All or Nothing was produced by Seven Productions. It was mostly shot at the decommissioned Maitland Gaol and Parramatta Correctional Centre in August 2016. Ewing found filming in the locations to be "very surreal and eerie", as he was aware of the many negative things that had previously occurred there. He said "the claustrophobic feel was incredible. Some of the crew who had been on the show for a long time were getting spooked out." While filming at Parramatta, the locations crew had to send letters out to the surrounding homes informing residents that they may hear gunfire. The crew also had to inform the local police force in case they were called to the scene.

==Broadcast==
Home and Away: All or Nothing was released on Foxtel Play and Foxtel on Demand on Australia Day, 26 January 2017. It was also available to Presto subscribers shortly before the service was closed. All or Nothing was broadcast in the United Kingdom on digital station 5Star on 14 March in a 95-minute timeslot. The spin-off was broadcast as three 30-minute episodes on RTÉ2 in Ireland from 20–22 March 2017.

==Reception==
In its UK broadcast on 5Star, All or Nothing was seen by 304,000 viewers, making it the seventh most-watched show on the channel for that week.

Ahead of its broadcast, Rachel Gavin of TV Soap predicted the special would be "just as incredible if not more so than Revenge, while Helena Cartwright of Digital Spy said it could be "the most violent episode we've seen yet". A writer for Woman's Day New Zealand included the telefilm in their "Best of the Box" feature. They wrote, "The latest chapter in this dark and gritty spin-off of the hit soap will test the emotional, physical and moral strength of everyone involved on trial."
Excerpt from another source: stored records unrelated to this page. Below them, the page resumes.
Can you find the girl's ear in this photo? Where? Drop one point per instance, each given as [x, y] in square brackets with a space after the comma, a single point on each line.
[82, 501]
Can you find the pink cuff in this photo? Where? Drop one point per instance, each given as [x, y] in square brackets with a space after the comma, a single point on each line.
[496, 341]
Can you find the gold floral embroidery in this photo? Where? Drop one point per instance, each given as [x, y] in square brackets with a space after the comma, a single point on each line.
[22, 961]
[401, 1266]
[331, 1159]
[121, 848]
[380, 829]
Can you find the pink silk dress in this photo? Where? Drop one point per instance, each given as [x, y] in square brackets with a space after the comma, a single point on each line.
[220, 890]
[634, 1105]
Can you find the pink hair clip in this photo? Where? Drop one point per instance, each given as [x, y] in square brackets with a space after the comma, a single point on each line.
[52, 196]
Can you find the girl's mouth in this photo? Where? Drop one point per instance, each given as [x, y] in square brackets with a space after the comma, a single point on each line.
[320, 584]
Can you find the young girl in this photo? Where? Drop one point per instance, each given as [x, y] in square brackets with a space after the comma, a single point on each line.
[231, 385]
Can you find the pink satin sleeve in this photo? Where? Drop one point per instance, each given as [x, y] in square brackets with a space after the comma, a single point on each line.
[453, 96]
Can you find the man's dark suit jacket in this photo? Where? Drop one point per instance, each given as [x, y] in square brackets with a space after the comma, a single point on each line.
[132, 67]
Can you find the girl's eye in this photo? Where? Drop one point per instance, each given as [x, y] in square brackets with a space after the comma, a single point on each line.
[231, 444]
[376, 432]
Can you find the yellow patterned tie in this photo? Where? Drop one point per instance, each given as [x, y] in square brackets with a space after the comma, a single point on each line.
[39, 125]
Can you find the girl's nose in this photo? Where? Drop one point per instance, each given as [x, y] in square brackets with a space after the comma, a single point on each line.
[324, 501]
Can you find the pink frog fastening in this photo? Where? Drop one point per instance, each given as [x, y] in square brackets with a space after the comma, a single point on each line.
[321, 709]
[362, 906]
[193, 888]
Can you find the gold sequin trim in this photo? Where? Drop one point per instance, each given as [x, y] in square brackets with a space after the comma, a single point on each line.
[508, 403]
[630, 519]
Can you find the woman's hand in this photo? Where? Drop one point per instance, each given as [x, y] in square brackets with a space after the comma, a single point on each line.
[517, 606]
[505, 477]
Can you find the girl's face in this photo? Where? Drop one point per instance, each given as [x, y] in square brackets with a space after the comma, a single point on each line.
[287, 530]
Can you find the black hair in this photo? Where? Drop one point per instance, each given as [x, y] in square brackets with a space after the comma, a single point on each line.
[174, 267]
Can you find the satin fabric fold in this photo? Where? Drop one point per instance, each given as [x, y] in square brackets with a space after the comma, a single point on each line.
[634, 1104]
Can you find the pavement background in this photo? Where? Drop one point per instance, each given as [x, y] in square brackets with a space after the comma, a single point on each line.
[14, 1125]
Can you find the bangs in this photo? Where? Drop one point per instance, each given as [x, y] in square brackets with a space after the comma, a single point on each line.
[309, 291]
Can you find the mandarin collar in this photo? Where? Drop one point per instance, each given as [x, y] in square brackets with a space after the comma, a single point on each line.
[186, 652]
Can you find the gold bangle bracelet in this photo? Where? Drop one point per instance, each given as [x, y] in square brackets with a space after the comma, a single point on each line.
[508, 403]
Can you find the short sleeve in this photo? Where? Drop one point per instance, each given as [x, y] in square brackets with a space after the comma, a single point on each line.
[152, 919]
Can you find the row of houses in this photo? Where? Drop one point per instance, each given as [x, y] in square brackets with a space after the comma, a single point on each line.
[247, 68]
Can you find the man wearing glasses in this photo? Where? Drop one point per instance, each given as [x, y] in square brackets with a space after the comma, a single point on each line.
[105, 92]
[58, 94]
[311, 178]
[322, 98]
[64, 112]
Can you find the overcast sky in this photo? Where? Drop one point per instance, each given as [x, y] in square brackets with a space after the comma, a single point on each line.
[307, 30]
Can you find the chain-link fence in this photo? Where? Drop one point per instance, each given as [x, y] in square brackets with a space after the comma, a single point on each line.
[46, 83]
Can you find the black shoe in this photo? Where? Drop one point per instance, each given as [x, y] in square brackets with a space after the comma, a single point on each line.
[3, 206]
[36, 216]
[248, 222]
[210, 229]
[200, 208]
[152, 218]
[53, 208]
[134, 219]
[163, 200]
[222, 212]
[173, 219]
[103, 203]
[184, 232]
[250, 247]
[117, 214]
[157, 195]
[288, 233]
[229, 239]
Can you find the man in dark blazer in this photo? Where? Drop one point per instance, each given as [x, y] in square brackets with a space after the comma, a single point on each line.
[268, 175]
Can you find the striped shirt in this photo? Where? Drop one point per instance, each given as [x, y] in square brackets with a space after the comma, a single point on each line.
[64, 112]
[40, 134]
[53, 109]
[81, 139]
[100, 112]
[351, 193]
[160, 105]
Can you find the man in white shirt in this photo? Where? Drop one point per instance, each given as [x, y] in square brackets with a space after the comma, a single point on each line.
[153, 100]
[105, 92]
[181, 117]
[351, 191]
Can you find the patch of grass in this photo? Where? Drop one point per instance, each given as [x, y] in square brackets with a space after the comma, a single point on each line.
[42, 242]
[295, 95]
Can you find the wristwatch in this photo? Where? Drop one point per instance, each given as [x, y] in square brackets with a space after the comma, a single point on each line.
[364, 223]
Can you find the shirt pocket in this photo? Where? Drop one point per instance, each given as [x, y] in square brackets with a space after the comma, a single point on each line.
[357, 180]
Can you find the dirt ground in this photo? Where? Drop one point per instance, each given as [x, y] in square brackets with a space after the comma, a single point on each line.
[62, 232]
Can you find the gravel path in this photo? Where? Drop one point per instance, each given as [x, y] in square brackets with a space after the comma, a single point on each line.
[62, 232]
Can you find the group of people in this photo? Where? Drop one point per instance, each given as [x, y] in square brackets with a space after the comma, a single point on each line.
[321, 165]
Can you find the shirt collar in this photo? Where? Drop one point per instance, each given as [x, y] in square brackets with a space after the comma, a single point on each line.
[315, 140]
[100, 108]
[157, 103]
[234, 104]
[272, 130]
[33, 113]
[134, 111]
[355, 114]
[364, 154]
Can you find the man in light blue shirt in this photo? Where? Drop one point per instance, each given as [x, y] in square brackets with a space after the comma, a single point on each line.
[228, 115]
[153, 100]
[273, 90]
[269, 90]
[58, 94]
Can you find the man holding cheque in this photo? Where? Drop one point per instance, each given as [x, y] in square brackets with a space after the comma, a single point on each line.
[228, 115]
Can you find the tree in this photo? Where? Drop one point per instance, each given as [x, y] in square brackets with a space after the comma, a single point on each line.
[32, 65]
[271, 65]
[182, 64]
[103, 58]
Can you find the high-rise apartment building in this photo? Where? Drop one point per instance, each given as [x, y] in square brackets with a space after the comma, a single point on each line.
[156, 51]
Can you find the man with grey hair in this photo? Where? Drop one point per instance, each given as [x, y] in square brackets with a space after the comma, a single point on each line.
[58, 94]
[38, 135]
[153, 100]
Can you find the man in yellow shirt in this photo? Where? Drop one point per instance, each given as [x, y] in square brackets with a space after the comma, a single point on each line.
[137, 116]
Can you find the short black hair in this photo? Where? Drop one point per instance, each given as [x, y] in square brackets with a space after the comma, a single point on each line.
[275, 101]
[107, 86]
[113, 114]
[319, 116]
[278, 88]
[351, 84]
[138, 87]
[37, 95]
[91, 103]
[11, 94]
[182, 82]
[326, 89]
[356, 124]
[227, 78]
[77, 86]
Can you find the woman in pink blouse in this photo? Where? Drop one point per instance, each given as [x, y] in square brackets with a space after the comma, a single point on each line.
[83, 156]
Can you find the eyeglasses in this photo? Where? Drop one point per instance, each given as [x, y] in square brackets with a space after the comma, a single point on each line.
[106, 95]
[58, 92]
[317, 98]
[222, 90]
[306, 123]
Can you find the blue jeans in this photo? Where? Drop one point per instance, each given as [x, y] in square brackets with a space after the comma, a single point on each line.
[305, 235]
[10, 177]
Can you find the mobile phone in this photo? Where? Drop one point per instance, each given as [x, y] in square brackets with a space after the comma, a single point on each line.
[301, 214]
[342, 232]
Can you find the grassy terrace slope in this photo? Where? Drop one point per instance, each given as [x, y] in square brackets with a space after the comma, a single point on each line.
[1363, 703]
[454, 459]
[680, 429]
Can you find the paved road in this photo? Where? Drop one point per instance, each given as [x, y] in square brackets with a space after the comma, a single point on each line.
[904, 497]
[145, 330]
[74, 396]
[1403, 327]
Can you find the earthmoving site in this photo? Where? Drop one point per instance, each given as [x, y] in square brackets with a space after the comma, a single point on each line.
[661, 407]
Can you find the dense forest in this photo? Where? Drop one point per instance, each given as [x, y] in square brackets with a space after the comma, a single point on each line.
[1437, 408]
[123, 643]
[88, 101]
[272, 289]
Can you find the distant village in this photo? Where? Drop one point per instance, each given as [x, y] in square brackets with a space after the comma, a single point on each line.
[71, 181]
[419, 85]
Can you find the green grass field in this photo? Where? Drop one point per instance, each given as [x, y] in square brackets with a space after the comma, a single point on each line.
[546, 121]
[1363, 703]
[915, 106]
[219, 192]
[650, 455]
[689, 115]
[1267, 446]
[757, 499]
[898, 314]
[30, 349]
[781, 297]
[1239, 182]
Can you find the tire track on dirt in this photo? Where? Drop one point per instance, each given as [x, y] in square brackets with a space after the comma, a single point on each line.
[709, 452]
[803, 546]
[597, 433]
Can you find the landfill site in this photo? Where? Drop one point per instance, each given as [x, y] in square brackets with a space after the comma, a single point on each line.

The Daily Telegraphs Colin Vickery branded the spin-off "the bloodiest episode ever seen of the hit Aussie soapie", and stated it was "much more Prison Break or Wentworth than surf and sand in Summer Bay." Vickery also likened a fight scene to one from a Quentin Tarantino film. Jeremy Helligar of The Fix commented, "When we think of Home and Away, blazing guns isn't generally the first thing that comes to mind. That's all about to change…for at least one episode."

Brad Newsome of The Sydney Morning Herald liked All or Nothing more than Revenge, despite calling the plot "preposterous". He went on to praise director Arnie Custo and cinematographer Bob Miller's use of the setting "to great effect in some very menacing and kinetic scenes", as well as composer Michael Yezerski's "terrific" score. Newsome also enjoyed Heidenreich, Hoetjes, Callan's performances, believing that the latter two should have had bigger roles. He added, "Silly and melodramatic as the story is, it should keep you hooked right up to the shocking climax."